MedAutonomic said today it has successfully implanted a brain neuromodulation device, the Phoenix, into the stomach wall of a human through an innovative digestive endoscopic procedure.
Powered without a battery, the Phoenix sends signals to the limbic system to reset an imbalance in the autonomic nervous system to treat metabolic syndrome and functional diseases such as type-2 diabetes, hypertension, and gastroesophageal reflux disease, according to a company statement.
The company developed a piezoelectric energy harvesting system (PEHS) to power the Phoenix. The PEHS is incorporated in the “tail” of the device and captures the biologic energy from the natural peristaltic movement and vibrations of the stomach, according to the company’s website.
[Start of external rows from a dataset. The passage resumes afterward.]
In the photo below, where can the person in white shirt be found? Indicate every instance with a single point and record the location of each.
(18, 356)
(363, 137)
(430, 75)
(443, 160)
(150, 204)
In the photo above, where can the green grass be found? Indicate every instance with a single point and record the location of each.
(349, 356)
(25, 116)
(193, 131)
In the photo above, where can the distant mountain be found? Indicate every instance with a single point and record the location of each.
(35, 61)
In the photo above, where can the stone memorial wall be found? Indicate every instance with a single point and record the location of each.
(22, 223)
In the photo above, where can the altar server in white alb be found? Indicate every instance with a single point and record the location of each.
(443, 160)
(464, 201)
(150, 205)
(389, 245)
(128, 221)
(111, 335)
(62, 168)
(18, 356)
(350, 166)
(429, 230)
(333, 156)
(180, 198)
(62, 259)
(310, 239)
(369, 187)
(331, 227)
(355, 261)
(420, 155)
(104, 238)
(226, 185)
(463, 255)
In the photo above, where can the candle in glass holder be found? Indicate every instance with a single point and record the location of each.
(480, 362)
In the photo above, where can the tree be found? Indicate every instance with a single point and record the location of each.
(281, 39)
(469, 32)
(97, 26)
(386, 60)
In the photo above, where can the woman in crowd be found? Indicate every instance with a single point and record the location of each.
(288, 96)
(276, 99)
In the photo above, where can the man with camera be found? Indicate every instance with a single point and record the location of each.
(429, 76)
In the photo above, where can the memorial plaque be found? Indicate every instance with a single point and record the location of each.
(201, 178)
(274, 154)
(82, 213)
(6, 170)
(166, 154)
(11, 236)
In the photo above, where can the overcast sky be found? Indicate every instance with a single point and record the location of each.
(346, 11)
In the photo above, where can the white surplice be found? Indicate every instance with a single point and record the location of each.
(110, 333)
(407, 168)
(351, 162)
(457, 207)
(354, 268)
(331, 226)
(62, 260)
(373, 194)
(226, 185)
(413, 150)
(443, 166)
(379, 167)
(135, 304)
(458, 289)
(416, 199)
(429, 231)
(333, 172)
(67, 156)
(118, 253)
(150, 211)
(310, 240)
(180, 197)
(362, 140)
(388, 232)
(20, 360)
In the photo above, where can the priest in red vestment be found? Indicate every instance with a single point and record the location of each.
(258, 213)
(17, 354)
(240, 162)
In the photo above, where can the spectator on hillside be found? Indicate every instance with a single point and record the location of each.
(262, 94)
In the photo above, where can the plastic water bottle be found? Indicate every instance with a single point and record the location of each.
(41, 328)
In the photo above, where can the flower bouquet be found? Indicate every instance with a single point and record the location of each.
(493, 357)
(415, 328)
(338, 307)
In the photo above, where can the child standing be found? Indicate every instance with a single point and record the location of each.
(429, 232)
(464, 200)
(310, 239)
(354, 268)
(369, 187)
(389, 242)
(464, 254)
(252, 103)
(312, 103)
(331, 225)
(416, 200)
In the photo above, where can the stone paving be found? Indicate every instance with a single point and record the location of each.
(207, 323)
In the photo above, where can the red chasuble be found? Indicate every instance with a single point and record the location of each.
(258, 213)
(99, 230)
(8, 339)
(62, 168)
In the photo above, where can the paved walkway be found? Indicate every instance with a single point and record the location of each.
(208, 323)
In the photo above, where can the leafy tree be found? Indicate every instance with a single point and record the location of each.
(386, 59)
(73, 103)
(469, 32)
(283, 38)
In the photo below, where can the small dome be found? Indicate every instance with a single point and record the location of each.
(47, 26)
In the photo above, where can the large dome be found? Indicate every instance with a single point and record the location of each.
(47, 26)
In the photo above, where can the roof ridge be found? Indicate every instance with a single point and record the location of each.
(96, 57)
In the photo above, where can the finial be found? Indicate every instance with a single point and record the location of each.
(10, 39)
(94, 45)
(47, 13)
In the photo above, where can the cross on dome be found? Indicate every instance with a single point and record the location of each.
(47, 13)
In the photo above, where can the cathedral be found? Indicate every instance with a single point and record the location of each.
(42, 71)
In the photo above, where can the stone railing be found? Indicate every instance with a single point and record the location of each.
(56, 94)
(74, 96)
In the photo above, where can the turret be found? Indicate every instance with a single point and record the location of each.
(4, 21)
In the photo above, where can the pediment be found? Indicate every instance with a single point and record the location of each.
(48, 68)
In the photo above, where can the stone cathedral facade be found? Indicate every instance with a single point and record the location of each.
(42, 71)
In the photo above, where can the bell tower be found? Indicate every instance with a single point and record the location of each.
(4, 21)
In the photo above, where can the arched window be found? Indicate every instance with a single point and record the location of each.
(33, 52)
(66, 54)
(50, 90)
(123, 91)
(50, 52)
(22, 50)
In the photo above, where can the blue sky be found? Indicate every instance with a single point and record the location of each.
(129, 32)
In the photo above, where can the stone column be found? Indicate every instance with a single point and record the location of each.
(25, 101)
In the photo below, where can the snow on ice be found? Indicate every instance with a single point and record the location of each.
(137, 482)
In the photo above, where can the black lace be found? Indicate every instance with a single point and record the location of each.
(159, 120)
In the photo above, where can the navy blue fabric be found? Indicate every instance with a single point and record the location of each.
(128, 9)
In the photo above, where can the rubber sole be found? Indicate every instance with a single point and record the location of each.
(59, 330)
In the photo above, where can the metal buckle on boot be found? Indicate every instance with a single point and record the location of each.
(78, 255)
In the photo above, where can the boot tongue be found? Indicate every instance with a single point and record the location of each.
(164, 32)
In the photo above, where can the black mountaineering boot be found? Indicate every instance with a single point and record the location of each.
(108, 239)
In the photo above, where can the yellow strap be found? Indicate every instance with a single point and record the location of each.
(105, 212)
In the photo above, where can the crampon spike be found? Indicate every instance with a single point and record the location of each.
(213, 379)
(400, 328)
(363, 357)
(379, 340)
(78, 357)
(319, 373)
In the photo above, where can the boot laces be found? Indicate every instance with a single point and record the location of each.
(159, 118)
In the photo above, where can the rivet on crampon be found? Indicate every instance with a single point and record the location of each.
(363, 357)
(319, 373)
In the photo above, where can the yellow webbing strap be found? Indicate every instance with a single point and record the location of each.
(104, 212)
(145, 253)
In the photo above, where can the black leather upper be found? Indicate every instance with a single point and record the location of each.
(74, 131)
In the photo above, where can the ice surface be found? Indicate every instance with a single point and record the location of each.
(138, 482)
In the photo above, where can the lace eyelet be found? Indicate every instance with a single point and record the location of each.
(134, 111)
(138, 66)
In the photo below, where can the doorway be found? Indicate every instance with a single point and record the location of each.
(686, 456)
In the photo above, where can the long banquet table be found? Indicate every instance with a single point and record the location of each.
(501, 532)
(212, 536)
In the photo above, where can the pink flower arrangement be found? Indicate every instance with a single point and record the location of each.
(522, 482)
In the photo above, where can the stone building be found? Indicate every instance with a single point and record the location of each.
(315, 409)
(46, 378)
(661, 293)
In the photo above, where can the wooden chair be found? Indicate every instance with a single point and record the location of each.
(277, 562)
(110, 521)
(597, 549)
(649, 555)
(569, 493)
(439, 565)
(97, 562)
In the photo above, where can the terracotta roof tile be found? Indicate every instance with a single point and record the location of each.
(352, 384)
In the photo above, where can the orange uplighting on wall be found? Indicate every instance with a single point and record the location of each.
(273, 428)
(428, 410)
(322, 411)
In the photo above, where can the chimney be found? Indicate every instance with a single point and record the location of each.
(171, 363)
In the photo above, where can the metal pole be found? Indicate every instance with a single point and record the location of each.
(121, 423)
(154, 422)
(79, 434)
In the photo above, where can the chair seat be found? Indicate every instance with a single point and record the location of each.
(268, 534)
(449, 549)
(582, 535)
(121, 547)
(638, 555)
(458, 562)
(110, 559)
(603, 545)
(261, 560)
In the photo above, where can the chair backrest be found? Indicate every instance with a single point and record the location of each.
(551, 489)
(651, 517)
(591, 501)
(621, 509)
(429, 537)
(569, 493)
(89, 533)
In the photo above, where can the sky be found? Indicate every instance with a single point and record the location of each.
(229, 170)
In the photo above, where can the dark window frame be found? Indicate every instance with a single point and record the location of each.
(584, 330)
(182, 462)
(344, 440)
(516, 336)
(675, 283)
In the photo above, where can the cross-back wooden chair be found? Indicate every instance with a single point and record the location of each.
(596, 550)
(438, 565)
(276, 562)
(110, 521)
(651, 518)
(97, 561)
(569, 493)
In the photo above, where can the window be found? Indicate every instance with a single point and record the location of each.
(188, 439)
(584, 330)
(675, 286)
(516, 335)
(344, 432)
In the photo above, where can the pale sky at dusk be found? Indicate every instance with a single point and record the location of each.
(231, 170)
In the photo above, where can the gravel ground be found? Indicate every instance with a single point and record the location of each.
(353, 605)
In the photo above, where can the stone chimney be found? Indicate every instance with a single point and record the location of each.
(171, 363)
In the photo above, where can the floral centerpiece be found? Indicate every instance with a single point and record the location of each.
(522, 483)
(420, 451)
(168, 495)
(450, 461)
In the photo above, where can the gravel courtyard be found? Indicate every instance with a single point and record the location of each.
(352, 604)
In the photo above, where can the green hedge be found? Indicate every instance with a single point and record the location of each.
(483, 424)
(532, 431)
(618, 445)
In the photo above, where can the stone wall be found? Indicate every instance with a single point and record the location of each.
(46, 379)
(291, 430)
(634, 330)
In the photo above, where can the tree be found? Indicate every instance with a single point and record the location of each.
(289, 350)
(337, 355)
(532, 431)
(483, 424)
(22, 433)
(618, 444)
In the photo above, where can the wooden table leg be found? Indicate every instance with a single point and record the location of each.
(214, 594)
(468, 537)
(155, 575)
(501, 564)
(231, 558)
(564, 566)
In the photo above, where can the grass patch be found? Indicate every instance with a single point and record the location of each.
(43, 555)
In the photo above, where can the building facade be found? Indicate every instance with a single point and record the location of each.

The correct precise signal to the brain is calibrated by the CPU housed in the body of the device. Signals are sent to the brain via gold electrodes.
The first human implant represents an important milestone for the company, said MedAutonomic president and lead researcher, Dr. Valerio Cigaina.
“The outpatient procedure using a gastric endoscope has been perfected, and we are able to implant our device without surgery in less than ten minutes,” Cigaina said. “We are pleased to be the first to insert a diagnostic and/or therapeutic device in the gastric wall in a minimally invasive way, with the device perfectly tolerated over the long term. The Phoenix is sending a signal to the brain, which is confirmed by heart rate variability.”
Based in Concord, Calif. and Venice, Italy, the company will next conduct trials to attain the CE Mark.